Il y a des idées « bonnes » qui mènent au développement, des idées « qui n’en sont pas » (comme celles qui émanent de la ruse) qui condamnent au sous-développement, et des idées « fausses » qui peuvent rétrograder un pays du stade de pays en voie de développement à celui de pays en voie de sous-développement tant sur le plan économique que mental, moral, intellectuel, politique et social. Les idées fausses chassent les bonnes et les peuples en question renoncent au mode de pensée rationnel pour retourner au mode de pensée magique qui peut être de caractère religieux ou laïc.
En ce mois d’avril 2014, nous sommes dans le mode de pensée magique-laïc. Cette régression survient alors que nous ne sommes pas encore totalement sortis de la précédente, dominée par le mode de pensée magique-religieux. Apparue à la faveur de l’ouverture démocratique de 1989, cette dernière a ouvert la boîte de Pandore dont ont jailli Aladin et Djouha : le premier avec sa lampe magique, le second avec sa besace de ruses.
Si l’islamisme est une régression, un retour non pas aux origines de l’islam mais à sa phase décadente, à l’époque du maraboutisme et du charlatanisme combattus par Ben Badis et les Oulama, le 4e mandat est un retour non pas à l’esprit de Novembre mais à la même période décadente, à la philosophie de Djouha et à l’histoire d’Ali Baba et les 40 voleurs.
Peut-on parler de développement quand on sort d’une régression pour plonger dans une autre ? N’est-on pas en train de remonter le temps ?
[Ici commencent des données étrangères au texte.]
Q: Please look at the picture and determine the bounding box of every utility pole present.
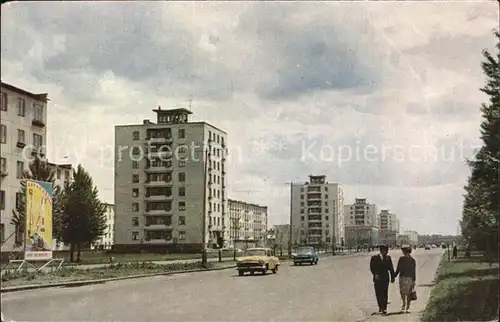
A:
[201,148,208,268]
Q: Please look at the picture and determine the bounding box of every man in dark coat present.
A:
[370,245,395,314]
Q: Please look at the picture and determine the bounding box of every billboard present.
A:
[24,180,53,261]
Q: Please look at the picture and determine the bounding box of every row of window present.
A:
[0,124,43,148]
[131,230,186,241]
[0,92,43,122]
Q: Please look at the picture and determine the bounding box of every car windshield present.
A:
[245,249,266,256]
[297,247,314,254]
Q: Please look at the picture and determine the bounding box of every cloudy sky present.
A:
[1,1,498,233]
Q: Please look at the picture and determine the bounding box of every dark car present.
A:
[292,247,319,265]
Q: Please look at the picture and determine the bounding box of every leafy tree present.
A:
[10,156,61,246]
[59,165,107,262]
[461,31,500,256]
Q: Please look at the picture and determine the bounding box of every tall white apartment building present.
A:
[225,199,268,248]
[90,203,115,250]
[291,175,344,246]
[114,107,227,250]
[378,209,399,233]
[0,82,48,252]
[344,198,378,227]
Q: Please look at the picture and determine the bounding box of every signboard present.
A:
[24,180,53,261]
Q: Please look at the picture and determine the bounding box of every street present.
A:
[2,249,443,321]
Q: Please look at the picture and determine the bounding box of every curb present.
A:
[0,265,236,293]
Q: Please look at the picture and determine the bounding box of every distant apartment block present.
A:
[291,175,344,246]
[378,209,400,247]
[90,203,115,250]
[114,107,227,251]
[0,82,48,252]
[224,199,268,249]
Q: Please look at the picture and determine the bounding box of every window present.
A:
[33,104,43,122]
[0,190,5,210]
[17,129,26,143]
[0,158,7,172]
[0,124,7,143]
[16,192,24,210]
[1,92,7,111]
[16,161,24,179]
[17,98,26,116]
[33,134,43,149]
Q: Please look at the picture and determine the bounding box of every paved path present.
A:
[2,250,441,322]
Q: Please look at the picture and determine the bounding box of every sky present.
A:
[1,1,499,234]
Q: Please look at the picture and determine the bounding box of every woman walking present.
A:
[395,246,417,313]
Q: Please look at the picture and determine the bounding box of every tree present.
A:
[461,31,500,256]
[59,165,107,262]
[10,156,61,245]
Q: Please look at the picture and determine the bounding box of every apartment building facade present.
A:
[90,203,115,250]
[0,82,48,252]
[224,199,268,249]
[114,107,227,251]
[291,175,345,247]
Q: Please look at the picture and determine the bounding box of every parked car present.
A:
[292,247,319,265]
[236,248,280,276]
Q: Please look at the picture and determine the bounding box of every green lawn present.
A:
[422,253,499,321]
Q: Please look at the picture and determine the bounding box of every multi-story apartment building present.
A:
[90,203,115,250]
[114,107,227,250]
[0,82,48,252]
[344,198,379,248]
[378,209,399,233]
[378,209,399,247]
[344,198,378,227]
[291,175,344,246]
[225,199,267,248]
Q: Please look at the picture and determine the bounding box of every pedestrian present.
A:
[394,246,417,313]
[370,245,395,314]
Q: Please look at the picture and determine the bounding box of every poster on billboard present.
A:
[24,180,53,261]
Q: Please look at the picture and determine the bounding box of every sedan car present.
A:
[236,248,280,276]
[292,247,319,265]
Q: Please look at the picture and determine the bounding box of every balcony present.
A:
[144,180,172,187]
[144,195,172,201]
[31,119,45,128]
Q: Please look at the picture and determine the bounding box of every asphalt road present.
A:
[2,249,442,322]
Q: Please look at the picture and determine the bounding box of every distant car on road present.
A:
[236,248,280,276]
[292,246,319,265]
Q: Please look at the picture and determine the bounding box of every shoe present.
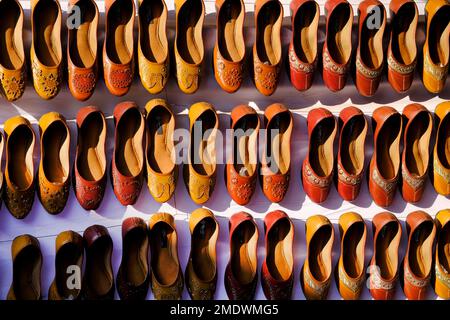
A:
[145,99,178,203]
[67,0,99,101]
[322,0,353,91]
[103,0,136,97]
[259,103,294,202]
[225,212,259,300]
[37,112,70,214]
[422,0,450,93]
[300,215,334,300]
[302,108,337,203]
[3,116,36,219]
[149,213,183,300]
[261,210,295,300]
[225,105,260,206]
[335,212,367,300]
[432,209,450,300]
[6,234,42,300]
[288,0,320,91]
[138,0,169,94]
[433,102,450,197]
[81,225,114,300]
[111,102,145,206]
[401,103,433,203]
[387,0,419,93]
[185,208,219,300]
[368,212,402,300]
[253,0,283,96]
[48,230,84,300]
[116,217,150,300]
[213,0,245,93]
[335,107,367,201]
[355,0,386,97]
[183,102,219,204]
[369,107,402,207]
[403,211,436,300]
[0,0,26,102]
[30,0,62,100]
[174,0,205,94]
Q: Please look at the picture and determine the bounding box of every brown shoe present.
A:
[48,230,84,300]
[116,217,150,300]
[185,208,219,300]
[148,213,184,300]
[6,234,42,300]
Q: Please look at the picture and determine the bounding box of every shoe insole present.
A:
[106,1,133,64]
[33,0,61,67]
[309,118,336,177]
[256,1,283,65]
[308,225,331,281]
[42,121,69,183]
[13,246,42,300]
[77,113,106,181]
[0,1,24,70]
[7,125,34,190]
[150,223,180,286]
[147,107,175,173]
[139,0,168,63]
[177,0,203,64]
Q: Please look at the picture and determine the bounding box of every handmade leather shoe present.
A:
[48,230,84,300]
[0,0,26,101]
[185,208,219,300]
[369,212,402,300]
[302,108,337,203]
[138,0,169,94]
[225,105,260,206]
[335,107,367,201]
[387,0,419,93]
[145,99,178,202]
[3,116,36,219]
[369,107,402,207]
[103,0,136,96]
[403,211,436,300]
[253,0,283,96]
[111,102,145,206]
[37,112,70,214]
[433,101,450,197]
[355,0,386,97]
[72,107,107,210]
[183,102,219,204]
[322,0,353,91]
[300,215,334,300]
[213,0,245,93]
[116,217,150,300]
[67,0,99,101]
[225,212,259,300]
[261,210,295,300]
[401,103,433,203]
[174,0,205,94]
[422,0,450,93]
[30,0,62,100]
[432,209,450,300]
[6,234,42,300]
[81,225,114,300]
[149,213,183,300]
[289,0,320,91]
[335,212,367,300]
[259,103,294,202]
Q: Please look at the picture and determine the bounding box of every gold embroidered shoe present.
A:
[0,0,26,101]
[30,0,62,100]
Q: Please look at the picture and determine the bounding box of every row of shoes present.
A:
[8,209,450,300]
[0,0,450,101]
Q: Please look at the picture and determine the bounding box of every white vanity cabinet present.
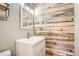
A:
[16,36,45,56]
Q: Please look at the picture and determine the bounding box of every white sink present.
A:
[16,36,45,56]
[16,36,45,46]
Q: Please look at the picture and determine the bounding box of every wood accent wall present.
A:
[34,3,74,56]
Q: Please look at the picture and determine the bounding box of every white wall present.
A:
[0,3,27,55]
[74,3,79,56]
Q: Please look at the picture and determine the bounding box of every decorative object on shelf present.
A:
[0,3,9,21]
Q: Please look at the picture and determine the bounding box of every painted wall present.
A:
[0,3,27,55]
[74,3,79,56]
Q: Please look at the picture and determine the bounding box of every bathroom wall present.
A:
[74,3,79,56]
[0,3,27,55]
[35,3,74,56]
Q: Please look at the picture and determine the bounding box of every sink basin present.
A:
[16,36,45,46]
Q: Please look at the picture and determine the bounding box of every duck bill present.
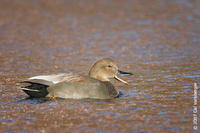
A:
[114,76,128,84]
[118,70,133,75]
[115,70,133,84]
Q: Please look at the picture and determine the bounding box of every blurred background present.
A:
[0,0,200,133]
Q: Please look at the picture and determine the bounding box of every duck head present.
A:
[89,58,133,84]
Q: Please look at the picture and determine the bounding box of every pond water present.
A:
[0,0,200,133]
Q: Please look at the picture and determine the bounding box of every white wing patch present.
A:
[29,73,81,84]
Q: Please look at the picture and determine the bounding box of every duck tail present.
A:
[18,81,49,98]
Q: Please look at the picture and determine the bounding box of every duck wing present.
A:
[18,73,84,98]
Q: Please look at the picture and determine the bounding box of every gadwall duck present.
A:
[20,58,132,99]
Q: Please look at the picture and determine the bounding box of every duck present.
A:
[19,58,133,99]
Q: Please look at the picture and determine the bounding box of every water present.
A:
[0,0,200,133]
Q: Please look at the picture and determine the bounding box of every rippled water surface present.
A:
[0,0,200,133]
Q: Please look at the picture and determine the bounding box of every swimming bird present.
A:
[20,58,132,99]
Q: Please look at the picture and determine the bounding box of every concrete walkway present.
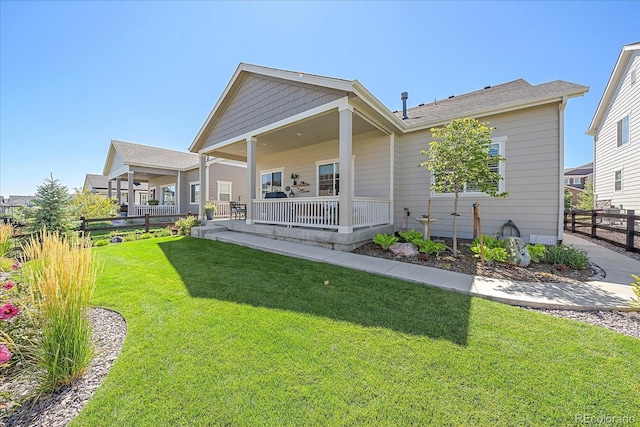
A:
[198,227,640,310]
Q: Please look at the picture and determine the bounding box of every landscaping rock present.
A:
[504,237,531,267]
[389,243,420,258]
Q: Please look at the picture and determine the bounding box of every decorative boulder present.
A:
[504,237,531,267]
[389,243,419,258]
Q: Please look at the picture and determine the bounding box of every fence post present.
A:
[627,209,636,251]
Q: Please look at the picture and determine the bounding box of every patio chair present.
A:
[229,202,247,219]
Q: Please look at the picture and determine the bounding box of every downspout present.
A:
[558,95,567,244]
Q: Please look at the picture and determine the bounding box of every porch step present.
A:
[191,225,229,240]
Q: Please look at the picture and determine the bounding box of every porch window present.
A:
[218,181,231,202]
[613,170,622,191]
[318,162,340,196]
[161,184,176,205]
[260,170,282,199]
[189,182,200,205]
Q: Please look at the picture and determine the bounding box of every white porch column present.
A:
[116,177,122,205]
[198,154,209,219]
[338,105,353,233]
[246,137,258,224]
[127,171,136,216]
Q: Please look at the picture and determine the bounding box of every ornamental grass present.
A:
[24,230,97,391]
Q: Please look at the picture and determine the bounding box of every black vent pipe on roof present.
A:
[400,92,409,120]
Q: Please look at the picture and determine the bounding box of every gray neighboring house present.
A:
[587,42,640,215]
[83,173,149,205]
[102,140,246,216]
[189,63,588,248]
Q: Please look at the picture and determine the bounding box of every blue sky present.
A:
[0,0,640,196]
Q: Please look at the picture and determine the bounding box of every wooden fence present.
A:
[80,212,192,233]
[564,209,640,252]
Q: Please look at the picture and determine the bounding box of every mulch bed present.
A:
[352,239,596,283]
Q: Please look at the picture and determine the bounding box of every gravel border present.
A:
[0,308,127,427]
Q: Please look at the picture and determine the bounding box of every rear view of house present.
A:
[587,42,640,211]
[190,64,588,248]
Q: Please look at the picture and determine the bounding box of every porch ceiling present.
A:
[209,111,378,161]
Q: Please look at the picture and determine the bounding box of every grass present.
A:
[72,238,640,426]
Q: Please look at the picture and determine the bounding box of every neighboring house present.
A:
[564,162,593,206]
[564,162,593,190]
[189,64,588,248]
[102,140,246,216]
[587,42,640,212]
[83,173,149,205]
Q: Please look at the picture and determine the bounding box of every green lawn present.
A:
[73,238,640,426]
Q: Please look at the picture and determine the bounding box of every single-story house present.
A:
[82,173,149,205]
[189,63,588,248]
[104,140,247,216]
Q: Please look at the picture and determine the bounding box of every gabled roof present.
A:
[103,140,198,174]
[587,42,640,135]
[189,63,589,152]
[394,79,589,126]
[564,162,593,176]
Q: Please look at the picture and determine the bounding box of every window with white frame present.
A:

Nous sommes « créationnistes » jusqu’à l’excès puisque nous voyons la main de Dieu même là où elle n’est pas, comme dans la vie partisane ou naguère au stade du 5 juillet. Nous sommes croyants même si nous n’avons pas été destinataires es-qualité d’un Envoyé de Dieu comme je le disais dans la précédente contribution. A vrai dire, je n’ai pas voulu faire état d’un hadith (« çahih », « dha’if » ou apocryphe, je ne saurai trancher) car il fallait préparer le terrain pour ne pas choquer : selon ledit hadith, le Seigneur aurait envoyé, probablement au Néolithique, un prophète aux Berbères, donc à l’un des cinq pays du Maghreb, mais ceux-ci l’auraient tué, cuit, puis mangé.